I recently finished reading Ahed Tamimi and Dena Takruri’s “They Called Me a Lioness”. I found it to be inspirational and uplifting. It concluded with some important questions for the reader to consider, but I had thought of a few more as I read.
Paraphrasing, the authors ask us to consider what we would do if our family were in their circumstance, which is a potent question indeed, one I feel too many distant observers blot from their mind; how would they handle life under occupation?
However, as I read the tale of the now-viral confrontation between the child and occupation soldiers on her family property I wondered how much of her story might have been left to tell if not for the accessibility of social media and ability of users to share this raw footage of human rights abuses. Lately, platforms have become more difficult to access in some conflict-torn areas of the world, and elsewhere too restrictive content policies can result in near total media blackout of censored topics.
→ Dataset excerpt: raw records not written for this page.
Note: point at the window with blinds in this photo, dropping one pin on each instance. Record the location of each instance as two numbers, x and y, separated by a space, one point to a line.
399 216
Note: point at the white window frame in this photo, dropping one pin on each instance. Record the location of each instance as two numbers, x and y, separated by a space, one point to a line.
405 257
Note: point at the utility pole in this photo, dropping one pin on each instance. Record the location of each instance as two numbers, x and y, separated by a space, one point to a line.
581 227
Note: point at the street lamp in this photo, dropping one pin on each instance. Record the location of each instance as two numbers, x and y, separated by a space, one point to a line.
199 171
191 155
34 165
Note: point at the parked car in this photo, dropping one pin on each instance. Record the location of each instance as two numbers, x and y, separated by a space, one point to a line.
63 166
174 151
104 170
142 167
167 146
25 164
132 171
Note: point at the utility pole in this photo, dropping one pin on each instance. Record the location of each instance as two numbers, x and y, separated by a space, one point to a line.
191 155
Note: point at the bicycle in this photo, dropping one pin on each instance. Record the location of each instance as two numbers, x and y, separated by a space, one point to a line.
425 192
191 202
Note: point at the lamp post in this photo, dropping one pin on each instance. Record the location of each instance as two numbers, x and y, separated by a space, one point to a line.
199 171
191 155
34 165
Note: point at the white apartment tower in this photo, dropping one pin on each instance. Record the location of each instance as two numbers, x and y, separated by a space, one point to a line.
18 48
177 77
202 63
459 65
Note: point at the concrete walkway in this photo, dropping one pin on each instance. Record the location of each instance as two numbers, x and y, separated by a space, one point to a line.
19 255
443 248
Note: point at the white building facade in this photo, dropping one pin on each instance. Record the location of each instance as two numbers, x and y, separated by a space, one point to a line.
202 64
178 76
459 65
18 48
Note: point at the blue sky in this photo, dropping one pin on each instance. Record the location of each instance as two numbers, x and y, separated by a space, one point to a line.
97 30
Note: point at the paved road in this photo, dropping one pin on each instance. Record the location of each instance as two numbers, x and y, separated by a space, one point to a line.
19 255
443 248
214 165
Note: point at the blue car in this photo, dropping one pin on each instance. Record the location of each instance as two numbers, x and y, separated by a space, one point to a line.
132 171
I am speaking specifically of a number of laws passed that attempt to equate pro-Palestinian and pro-boycott speech as essentially hate speech or actual antisemitism. In all more than 30 states in the US have similar laws. Imagine if Tamimi’s video had been quashed before it reached its audience.
Consider the videos we haven’t seen, from Palestine or elsewhere in the world where youth stand up to a brutal regime.
I really enjoyed the book, which I listened to as an audio book. If you like audiobooks I highly recommend it. The narrative style was outstanding. It felt less like a book being read to you and more like a friend sitting down to tell you something important to them. By the end it was I that felt like I had been invited into their home to listen.